Developments over the past recent months seem to indicate that the island’s top lenders – Bank of Cyprus and Hellenic – are informally ‘marking’ sectors from where their source of income will be mainly absorbed.
On the one hand, Hellenic is loud enough over the fact that it is now the country’s largest retail lender after the take-over of the Cyprus Co-operative Bank. And on the other hand, Bank of Cyprus has sent its own message following the recent appointment of Panicos Nicolaou as its new Chief Executive Officer considering that he was heading, for years, the corporate banking sector. This is where most of the lender’s post-crisis new operations came from.

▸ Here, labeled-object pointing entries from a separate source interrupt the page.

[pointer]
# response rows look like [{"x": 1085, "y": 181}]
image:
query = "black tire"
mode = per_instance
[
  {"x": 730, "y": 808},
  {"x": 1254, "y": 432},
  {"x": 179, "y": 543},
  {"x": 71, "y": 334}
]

However, none of the banks is expected to abandon the remaining sectors even though a considerable rise in size of Hellenic’s retail banking may be recorded after taking advantage of the enormous pool it acquired from the Co-op Bank. And, on the other hand, Bank of Cyprus could further expand its corporate banking division which became stronger after the crisis.
This is mainly because the number of properties that went into the hands of Bank of Cyprus following debt restructuring processes seems to have eventually benefitted this division. In many cases, after all, their purchase by third parties was achieved through lending by the Bank itself. In other words, the Bank has managed to reduce its non-performing loans and sell most of the properties it confiscated while at the same time granting loans to new clients with a solvent enough profile.

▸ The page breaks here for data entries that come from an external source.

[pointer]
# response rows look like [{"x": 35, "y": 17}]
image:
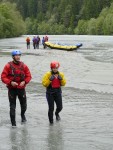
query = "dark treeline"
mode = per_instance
[{"x": 65, "y": 16}]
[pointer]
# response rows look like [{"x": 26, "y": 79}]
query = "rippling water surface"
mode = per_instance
[{"x": 87, "y": 115}]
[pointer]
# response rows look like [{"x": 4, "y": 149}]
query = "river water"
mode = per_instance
[{"x": 87, "y": 115}]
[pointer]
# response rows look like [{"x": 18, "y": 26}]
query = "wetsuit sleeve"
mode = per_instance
[
  {"x": 28, "y": 76},
  {"x": 45, "y": 80},
  {"x": 4, "y": 75},
  {"x": 63, "y": 81}
]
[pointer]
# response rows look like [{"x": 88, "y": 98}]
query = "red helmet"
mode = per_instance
[{"x": 54, "y": 64}]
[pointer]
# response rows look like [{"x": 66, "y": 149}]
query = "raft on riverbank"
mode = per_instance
[{"x": 63, "y": 46}]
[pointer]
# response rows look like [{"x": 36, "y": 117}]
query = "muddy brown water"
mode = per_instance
[{"x": 87, "y": 115}]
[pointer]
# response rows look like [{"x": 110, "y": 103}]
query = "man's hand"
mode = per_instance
[
  {"x": 22, "y": 83},
  {"x": 14, "y": 83}
]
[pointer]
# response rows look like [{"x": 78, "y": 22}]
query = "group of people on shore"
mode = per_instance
[
  {"x": 36, "y": 41},
  {"x": 16, "y": 75}
]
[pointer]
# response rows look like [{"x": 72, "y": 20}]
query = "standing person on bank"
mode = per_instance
[
  {"x": 16, "y": 75},
  {"x": 53, "y": 80},
  {"x": 28, "y": 42}
]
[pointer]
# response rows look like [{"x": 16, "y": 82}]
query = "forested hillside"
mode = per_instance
[{"x": 60, "y": 16}]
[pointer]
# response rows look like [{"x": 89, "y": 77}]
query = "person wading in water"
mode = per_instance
[
  {"x": 16, "y": 76},
  {"x": 53, "y": 80}
]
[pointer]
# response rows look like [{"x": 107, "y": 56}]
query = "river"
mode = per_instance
[{"x": 87, "y": 115}]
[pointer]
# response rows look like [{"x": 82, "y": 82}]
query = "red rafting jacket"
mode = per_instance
[{"x": 15, "y": 72}]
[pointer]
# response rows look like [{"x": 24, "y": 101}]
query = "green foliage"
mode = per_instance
[
  {"x": 56, "y": 17},
  {"x": 11, "y": 22}
]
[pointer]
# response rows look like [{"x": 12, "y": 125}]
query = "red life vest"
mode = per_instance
[
  {"x": 17, "y": 72},
  {"x": 55, "y": 83}
]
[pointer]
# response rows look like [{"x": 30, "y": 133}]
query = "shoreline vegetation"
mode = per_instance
[{"x": 91, "y": 18}]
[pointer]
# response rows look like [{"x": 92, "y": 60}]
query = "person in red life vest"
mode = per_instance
[
  {"x": 16, "y": 75},
  {"x": 28, "y": 42},
  {"x": 53, "y": 80}
]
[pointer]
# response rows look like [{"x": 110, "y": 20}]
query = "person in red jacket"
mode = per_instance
[{"x": 16, "y": 75}]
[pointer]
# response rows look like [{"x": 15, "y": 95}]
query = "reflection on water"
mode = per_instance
[
  {"x": 55, "y": 137},
  {"x": 87, "y": 115}
]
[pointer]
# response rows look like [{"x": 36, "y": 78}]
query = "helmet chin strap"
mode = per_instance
[{"x": 15, "y": 61}]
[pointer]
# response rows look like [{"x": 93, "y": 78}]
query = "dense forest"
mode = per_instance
[{"x": 19, "y": 17}]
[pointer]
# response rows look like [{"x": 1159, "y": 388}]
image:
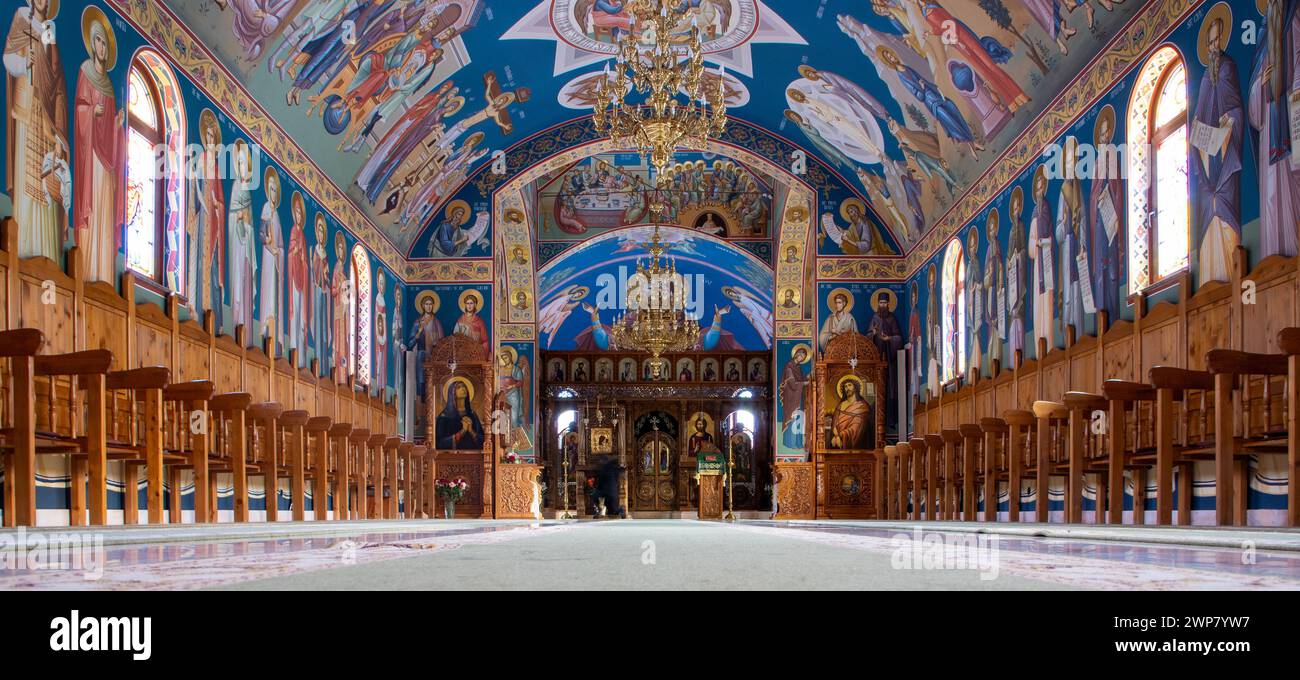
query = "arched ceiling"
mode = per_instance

It is no coincidence that out of the €3.6 billion of new loans granted by the bank during 2017-2018, over €2 billion went to businesses that are neither small nor medium in size. They are businesses which mainly come from the commerce, hotel and catering sectors.

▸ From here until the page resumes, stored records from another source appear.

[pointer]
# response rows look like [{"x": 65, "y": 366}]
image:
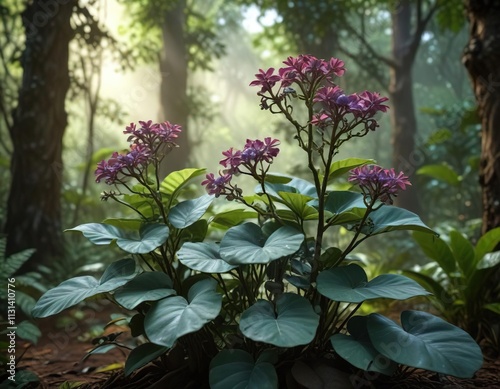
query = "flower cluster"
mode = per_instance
[
  {"x": 247, "y": 161},
  {"x": 149, "y": 142},
  {"x": 378, "y": 183}
]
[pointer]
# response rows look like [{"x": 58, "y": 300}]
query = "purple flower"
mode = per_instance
[
  {"x": 216, "y": 186},
  {"x": 138, "y": 155},
  {"x": 379, "y": 183},
  {"x": 337, "y": 67},
  {"x": 232, "y": 160},
  {"x": 328, "y": 95},
  {"x": 266, "y": 79},
  {"x": 256, "y": 151},
  {"x": 167, "y": 131},
  {"x": 108, "y": 170}
]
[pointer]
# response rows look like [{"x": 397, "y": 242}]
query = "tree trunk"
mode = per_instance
[
  {"x": 402, "y": 112},
  {"x": 39, "y": 121},
  {"x": 482, "y": 60},
  {"x": 174, "y": 72}
]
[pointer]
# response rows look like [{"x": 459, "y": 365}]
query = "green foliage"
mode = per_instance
[
  {"x": 241, "y": 305},
  {"x": 424, "y": 341},
  {"x": 460, "y": 277},
  {"x": 237, "y": 368},
  {"x": 451, "y": 187}
]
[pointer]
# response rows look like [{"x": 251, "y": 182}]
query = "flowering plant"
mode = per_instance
[{"x": 256, "y": 307}]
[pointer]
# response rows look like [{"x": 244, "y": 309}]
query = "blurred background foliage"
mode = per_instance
[{"x": 190, "y": 62}]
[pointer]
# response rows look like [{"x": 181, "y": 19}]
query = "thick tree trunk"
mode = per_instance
[
  {"x": 482, "y": 60},
  {"x": 39, "y": 121},
  {"x": 403, "y": 121},
  {"x": 174, "y": 72}
]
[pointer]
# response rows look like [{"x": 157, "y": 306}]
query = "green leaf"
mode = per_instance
[
  {"x": 142, "y": 355},
  {"x": 345, "y": 207},
  {"x": 486, "y": 244},
  {"x": 295, "y": 185},
  {"x": 175, "y": 181},
  {"x": 148, "y": 286},
  {"x": 150, "y": 236},
  {"x": 169, "y": 319},
  {"x": 358, "y": 350},
  {"x": 236, "y": 369},
  {"x": 463, "y": 252},
  {"x": 293, "y": 323},
  {"x": 126, "y": 224},
  {"x": 389, "y": 218},
  {"x": 441, "y": 172},
  {"x": 204, "y": 257},
  {"x": 339, "y": 168},
  {"x": 227, "y": 219},
  {"x": 437, "y": 249},
  {"x": 298, "y": 203},
  {"x": 75, "y": 290},
  {"x": 426, "y": 342},
  {"x": 188, "y": 212},
  {"x": 246, "y": 244},
  {"x": 350, "y": 284}
]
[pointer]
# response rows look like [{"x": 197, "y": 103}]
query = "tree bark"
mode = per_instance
[
  {"x": 482, "y": 59},
  {"x": 402, "y": 112},
  {"x": 39, "y": 121},
  {"x": 174, "y": 74}
]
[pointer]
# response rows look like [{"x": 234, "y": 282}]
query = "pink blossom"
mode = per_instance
[{"x": 379, "y": 183}]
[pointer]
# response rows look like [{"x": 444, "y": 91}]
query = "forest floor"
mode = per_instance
[{"x": 57, "y": 359}]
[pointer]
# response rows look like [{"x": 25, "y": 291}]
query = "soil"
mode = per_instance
[{"x": 58, "y": 357}]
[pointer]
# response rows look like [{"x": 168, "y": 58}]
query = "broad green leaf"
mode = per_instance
[
  {"x": 320, "y": 374},
  {"x": 175, "y": 181},
  {"x": 426, "y": 342},
  {"x": 437, "y": 249},
  {"x": 142, "y": 355},
  {"x": 486, "y": 244},
  {"x": 148, "y": 286},
  {"x": 188, "y": 212},
  {"x": 236, "y": 369},
  {"x": 358, "y": 350},
  {"x": 150, "y": 236},
  {"x": 75, "y": 290},
  {"x": 298, "y": 204},
  {"x": 204, "y": 257},
  {"x": 231, "y": 218},
  {"x": 196, "y": 232},
  {"x": 295, "y": 185},
  {"x": 350, "y": 284},
  {"x": 389, "y": 218},
  {"x": 126, "y": 224},
  {"x": 293, "y": 323},
  {"x": 441, "y": 172},
  {"x": 169, "y": 319},
  {"x": 339, "y": 168},
  {"x": 246, "y": 244},
  {"x": 463, "y": 252}
]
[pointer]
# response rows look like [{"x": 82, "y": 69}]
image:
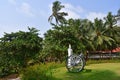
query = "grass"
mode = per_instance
[
  {"x": 102, "y": 71},
  {"x": 94, "y": 70}
]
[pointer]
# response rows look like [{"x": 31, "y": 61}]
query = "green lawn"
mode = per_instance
[{"x": 102, "y": 71}]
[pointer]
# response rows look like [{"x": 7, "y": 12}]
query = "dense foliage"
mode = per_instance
[{"x": 17, "y": 49}]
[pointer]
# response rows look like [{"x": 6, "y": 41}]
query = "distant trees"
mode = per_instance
[
  {"x": 17, "y": 49},
  {"x": 84, "y": 36},
  {"x": 56, "y": 14}
]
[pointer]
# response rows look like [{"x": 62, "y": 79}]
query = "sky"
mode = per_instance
[{"x": 16, "y": 15}]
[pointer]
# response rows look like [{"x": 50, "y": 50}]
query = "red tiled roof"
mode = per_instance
[{"x": 116, "y": 49}]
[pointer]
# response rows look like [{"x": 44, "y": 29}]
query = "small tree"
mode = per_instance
[{"x": 18, "y": 48}]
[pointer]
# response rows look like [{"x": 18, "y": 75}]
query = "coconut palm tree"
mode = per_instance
[
  {"x": 98, "y": 37},
  {"x": 59, "y": 16}
]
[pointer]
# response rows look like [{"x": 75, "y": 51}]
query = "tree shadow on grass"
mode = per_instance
[{"x": 89, "y": 74}]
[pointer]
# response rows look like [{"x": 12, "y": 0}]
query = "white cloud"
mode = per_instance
[
  {"x": 12, "y": 2},
  {"x": 92, "y": 15},
  {"x": 73, "y": 11},
  {"x": 11, "y": 28},
  {"x": 26, "y": 9}
]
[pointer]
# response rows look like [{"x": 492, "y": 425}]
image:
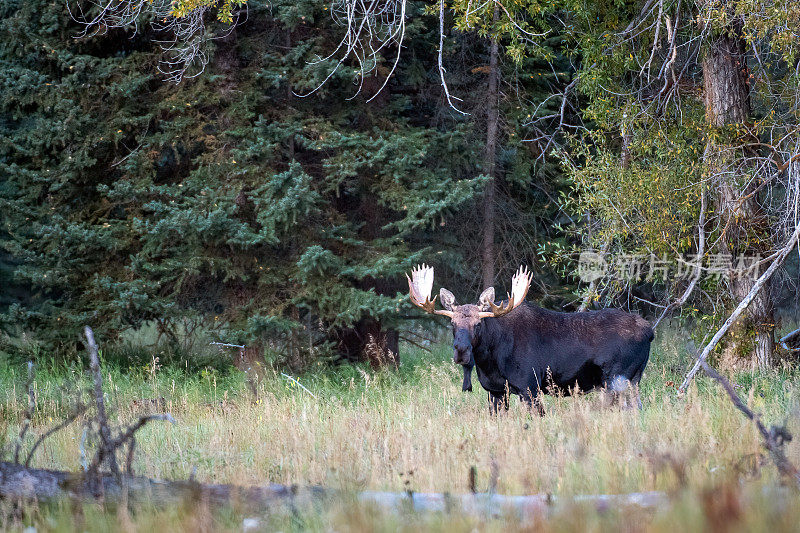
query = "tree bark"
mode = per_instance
[
  {"x": 490, "y": 163},
  {"x": 727, "y": 103}
]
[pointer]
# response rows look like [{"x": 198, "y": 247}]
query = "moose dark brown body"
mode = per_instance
[
  {"x": 525, "y": 350},
  {"x": 532, "y": 350}
]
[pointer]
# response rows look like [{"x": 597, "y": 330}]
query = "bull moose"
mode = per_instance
[{"x": 525, "y": 350}]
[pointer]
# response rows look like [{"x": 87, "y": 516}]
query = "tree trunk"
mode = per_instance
[
  {"x": 490, "y": 164},
  {"x": 727, "y": 103}
]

On the other hand, Hellenic also had the tendency to grant most of new loans to large businesses over the past three years, but seems to have taken a different path towards the end of 2018. That is the year Hellenic granted total loans of €594 million of which €181 were retail, €168 million went to large businesses and €95 million towards smaller ones. The state of play the previous year was quite different with €159 million of loans going to the corporate sector and €129 million to that of retail.